# taz.de -- Rechtsextremer Wahlsieg in Chile: Der Pinochetismus ist zurück
> Der Wahlsieg José Antonio Kasts bedeutet die Wiederkehr des
> Rechtsextremismus in Chile. Linke tragen daran aber auch Verantwortung.
(IMG) Bild: Er ist wieder da, diesmal in der Form von Augusto Pinochet und verteidigt von José Kast, Nachfahre eines flüchtigen Nazis
In einem Wahlwerbespot für das Referendum über den Verbleib von Augusto
Pinochet trat 1988 ein junger Jurastudent auf und bekannte sich offen zum
Militärregime. Es war [1][José Antonio Kast], der kleine Bruder von
Pinochets Minister Miguel Kast, einer der berüchtigten Chicago Boys, die
den chilenischen Staat während der Diktatur nach den neoliberalen Lehren
der Chicagoer Schule umkrempelten. Mehr als drei Jahrzehnte später ist
derselbe Mann zum Präsidenten gewählt worden.
Zum ersten Mal seit dem Ende der Militärdiktatur, unter der Tausende
verfolgt, gefoltert und ermordet wurden, haben die Chilen*innen einen
Präsidenten gewählt, der die Pinochet-Diktatur nicht verurteilt, sondern
verherrlicht. Kast sagte während seines Präsidentschaftswahlkampfs 2017, er
glaube, dass [2][Pinochet], wäre er noch am Leben, „klar für ihn stimmen
würde“. Seine politische Karriere begann er in der ultrakonservativen
Partei UDI, gegründet von Jaime Guzmán, einem der zentralen Ideologen der
Diktatur und Architekten der bis heute gültigen Verfassung. Als sich die
Partei aus Kasts Sicht zu sehr mäßigte, gründete er seine eigene.

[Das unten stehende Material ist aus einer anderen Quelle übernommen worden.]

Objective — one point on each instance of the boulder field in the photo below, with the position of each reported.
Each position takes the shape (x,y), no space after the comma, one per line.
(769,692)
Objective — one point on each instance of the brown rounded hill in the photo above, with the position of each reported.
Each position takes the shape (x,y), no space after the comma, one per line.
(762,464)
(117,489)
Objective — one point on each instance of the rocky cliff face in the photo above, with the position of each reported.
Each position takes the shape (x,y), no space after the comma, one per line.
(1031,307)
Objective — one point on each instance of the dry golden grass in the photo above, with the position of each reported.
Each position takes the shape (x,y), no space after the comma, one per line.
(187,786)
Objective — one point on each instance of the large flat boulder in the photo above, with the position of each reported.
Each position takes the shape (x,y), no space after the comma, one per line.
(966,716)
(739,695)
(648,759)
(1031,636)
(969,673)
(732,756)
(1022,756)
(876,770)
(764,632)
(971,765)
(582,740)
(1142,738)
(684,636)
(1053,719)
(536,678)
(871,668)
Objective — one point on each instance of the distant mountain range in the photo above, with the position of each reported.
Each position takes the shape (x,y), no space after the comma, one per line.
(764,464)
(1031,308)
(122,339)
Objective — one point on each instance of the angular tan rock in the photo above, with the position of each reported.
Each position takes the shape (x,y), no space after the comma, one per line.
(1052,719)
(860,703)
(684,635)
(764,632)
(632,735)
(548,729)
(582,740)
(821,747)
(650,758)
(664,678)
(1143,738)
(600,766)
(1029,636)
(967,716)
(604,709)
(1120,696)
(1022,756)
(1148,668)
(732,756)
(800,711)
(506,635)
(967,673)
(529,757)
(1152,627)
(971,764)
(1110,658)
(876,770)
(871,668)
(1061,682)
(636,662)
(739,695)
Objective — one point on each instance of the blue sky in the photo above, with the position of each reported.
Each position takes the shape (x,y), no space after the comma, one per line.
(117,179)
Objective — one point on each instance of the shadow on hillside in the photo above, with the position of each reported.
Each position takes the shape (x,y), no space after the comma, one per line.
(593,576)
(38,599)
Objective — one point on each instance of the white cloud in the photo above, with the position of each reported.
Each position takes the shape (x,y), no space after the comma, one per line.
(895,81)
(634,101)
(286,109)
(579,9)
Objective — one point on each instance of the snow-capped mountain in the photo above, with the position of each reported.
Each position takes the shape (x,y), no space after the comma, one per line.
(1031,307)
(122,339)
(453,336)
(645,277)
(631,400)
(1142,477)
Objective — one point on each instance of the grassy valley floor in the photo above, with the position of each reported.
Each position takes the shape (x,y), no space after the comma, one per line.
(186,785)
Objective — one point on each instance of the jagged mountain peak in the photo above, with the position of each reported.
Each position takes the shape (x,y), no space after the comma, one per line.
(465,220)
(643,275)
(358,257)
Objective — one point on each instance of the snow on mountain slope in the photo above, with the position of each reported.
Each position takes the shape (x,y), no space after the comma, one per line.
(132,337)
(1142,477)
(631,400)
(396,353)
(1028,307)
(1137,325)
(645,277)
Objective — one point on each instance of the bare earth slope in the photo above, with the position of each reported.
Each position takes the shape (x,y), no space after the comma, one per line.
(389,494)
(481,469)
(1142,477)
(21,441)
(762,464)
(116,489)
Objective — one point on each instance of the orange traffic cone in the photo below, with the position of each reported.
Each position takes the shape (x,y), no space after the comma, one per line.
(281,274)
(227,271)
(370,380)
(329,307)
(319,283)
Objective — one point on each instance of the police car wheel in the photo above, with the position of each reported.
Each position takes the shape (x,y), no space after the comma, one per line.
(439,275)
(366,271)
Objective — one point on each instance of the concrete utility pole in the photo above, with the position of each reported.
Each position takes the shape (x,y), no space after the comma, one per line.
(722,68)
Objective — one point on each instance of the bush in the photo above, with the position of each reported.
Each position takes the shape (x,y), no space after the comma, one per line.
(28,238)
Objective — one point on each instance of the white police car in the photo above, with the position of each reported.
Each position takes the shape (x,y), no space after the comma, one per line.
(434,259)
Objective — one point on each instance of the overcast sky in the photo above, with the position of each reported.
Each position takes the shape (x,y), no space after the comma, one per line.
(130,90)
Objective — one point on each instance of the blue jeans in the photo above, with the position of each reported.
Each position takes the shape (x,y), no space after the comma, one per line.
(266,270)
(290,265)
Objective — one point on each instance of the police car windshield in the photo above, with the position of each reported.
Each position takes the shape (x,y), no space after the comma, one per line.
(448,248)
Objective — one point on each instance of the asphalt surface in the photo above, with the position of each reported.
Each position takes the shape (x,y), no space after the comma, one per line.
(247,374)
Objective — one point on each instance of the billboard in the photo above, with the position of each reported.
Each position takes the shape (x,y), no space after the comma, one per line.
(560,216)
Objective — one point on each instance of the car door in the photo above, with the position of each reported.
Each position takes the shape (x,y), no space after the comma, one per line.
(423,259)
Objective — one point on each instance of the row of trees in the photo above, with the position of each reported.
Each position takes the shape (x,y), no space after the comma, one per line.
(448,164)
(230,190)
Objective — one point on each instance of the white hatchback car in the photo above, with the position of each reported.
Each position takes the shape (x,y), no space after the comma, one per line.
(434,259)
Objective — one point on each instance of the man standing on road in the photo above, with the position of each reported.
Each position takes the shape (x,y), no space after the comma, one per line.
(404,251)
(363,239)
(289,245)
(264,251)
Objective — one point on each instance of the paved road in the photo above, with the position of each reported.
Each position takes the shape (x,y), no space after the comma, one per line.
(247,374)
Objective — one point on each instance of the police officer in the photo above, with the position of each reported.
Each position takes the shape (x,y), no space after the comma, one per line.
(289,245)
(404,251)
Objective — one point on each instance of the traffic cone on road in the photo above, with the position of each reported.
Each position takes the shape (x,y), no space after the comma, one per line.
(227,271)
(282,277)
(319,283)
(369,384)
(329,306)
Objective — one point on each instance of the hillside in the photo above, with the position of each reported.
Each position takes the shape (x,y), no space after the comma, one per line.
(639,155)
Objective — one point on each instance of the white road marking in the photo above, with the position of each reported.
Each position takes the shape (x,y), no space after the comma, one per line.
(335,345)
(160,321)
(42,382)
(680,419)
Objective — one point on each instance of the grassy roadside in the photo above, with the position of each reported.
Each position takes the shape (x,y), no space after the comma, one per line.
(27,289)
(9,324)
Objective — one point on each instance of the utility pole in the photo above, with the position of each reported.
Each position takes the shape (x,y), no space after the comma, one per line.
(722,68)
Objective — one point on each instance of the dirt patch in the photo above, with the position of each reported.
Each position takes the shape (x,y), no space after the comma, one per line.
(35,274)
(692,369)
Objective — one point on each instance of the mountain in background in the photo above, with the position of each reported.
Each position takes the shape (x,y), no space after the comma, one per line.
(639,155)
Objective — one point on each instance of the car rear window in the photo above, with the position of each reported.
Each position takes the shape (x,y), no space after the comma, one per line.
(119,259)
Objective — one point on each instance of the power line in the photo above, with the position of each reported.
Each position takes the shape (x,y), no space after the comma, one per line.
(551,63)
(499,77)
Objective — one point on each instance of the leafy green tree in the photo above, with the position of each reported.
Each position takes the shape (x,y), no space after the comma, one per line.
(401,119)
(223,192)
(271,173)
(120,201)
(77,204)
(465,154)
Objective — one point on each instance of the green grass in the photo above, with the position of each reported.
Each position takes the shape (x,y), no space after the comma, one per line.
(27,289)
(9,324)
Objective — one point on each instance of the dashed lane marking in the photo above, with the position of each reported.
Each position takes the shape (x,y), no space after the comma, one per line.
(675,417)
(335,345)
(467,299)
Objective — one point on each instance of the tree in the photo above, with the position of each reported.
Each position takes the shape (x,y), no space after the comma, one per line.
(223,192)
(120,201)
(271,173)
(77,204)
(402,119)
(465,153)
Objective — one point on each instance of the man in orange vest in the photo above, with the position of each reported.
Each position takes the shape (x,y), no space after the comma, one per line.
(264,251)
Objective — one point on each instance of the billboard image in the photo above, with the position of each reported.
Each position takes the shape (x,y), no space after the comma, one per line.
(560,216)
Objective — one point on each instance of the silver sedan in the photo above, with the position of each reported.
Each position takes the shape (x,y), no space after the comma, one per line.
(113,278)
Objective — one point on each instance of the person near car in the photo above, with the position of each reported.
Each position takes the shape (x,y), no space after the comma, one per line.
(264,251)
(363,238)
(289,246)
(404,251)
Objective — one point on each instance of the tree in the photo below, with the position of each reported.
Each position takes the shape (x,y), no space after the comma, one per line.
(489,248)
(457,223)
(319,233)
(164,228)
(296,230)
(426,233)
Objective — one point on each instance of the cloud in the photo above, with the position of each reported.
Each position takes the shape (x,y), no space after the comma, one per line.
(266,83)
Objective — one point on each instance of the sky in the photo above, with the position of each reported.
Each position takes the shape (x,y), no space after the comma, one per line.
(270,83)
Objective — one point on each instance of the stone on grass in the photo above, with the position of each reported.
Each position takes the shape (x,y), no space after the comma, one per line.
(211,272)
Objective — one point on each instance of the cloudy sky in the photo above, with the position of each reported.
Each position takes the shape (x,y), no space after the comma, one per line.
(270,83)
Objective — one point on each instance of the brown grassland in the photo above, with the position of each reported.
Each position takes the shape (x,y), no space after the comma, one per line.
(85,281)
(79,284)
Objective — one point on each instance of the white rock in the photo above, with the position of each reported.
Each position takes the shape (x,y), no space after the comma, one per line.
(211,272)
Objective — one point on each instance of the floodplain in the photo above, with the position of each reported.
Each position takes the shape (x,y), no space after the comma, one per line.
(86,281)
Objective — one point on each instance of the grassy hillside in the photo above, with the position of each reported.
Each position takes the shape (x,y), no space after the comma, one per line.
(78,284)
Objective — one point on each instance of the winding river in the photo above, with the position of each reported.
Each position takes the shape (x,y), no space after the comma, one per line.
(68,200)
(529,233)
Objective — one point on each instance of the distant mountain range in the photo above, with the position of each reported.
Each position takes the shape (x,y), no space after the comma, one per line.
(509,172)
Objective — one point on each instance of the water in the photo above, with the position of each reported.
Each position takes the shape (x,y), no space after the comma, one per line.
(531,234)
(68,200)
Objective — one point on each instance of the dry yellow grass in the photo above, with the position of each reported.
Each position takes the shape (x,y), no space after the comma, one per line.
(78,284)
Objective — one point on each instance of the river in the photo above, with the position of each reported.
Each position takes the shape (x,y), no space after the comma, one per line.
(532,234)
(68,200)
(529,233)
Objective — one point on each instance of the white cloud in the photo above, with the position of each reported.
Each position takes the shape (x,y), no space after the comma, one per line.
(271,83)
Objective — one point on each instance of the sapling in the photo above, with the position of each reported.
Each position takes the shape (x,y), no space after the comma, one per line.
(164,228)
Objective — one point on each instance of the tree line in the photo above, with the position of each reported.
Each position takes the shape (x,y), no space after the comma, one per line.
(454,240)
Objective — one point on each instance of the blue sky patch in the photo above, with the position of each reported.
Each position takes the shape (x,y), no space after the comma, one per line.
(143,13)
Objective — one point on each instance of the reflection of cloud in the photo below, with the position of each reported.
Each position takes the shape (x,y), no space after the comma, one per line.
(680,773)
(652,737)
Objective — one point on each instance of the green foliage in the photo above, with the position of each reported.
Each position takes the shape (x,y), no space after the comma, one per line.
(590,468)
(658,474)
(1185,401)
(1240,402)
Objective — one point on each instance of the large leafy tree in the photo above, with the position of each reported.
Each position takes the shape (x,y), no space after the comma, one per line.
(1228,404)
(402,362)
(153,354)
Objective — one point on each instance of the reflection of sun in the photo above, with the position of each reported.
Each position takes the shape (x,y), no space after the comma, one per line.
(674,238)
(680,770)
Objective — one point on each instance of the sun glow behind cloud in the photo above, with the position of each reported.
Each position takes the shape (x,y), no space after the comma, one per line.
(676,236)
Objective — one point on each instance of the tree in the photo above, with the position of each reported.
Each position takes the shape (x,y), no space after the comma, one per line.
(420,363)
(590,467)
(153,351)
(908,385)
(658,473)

Die Zerschlagung der Zivilgesellschaft während der Diktatur hat eine
verunsicherte Gesellschaft hinterlassen, in der die Menschen einander nicht
vertrauen. Kriminalität und irreguläre Migration hat Kast gezielt zu
zentralen Wahlkampfthemen gemacht. In Zeiten ökonomischer Instabilität und
wachsender Unsicherheit verspricht er die Wiederherstellung einer
vermeintlich verlorenen Ordnung. Zugleich ist es der linken Regierung von
Gabriel Boric nicht gelungen, die materiellen Lebensbedingungen spürbar zu
verbessern. Diese Enttäuschung trug entscheidend zur Niederlage der linken
Kandidatin Jeannette Jara bei. Viele jener Menschen, die 2019 zu
Hunderttausenden gegen die soziale Ungleichheit protestierten, haben
diesmal Kast gewählt.
Zwar lehnt die chilenische Gesellschaft das autoritäre Erbe Pinochets
mehrheitlich ab. Doch Umfragen zufolge bewertet rund ein Drittel der
Bevölkerung den Diktator als positiv oder hält den [3][Militärputsch von
1973] für gerechtfertigt. Diese Menschen fühlen sich durch den Wahlsieg von
José Antonio Kast bestärkt. Bei den Feiern nach der Wahl wehten neben
Nationalflaggen auch Banner mit dem Gesicht Pinochets.
Sicherlich verehren nicht alle Chilen*innen, die Kast gewählt haben,
Pinochet. Doch seine breite Unterstützung zeigt, dass ein rechtsextremer
Kandidat in einer verunsicherten, unzufriedenen und fragmentierten
Gesellschaft mehrheitsfähig werden kann – wenn die Linke es nicht schafft,
die Menschen von einem politischen Projekt zu überzeugen. Kasts Wahlsieg
ist nicht nur ein Rechtsruck. Er bedeutet das Ende einer politischen Ära,
die mit der sozialen Revolte von 2019 begann.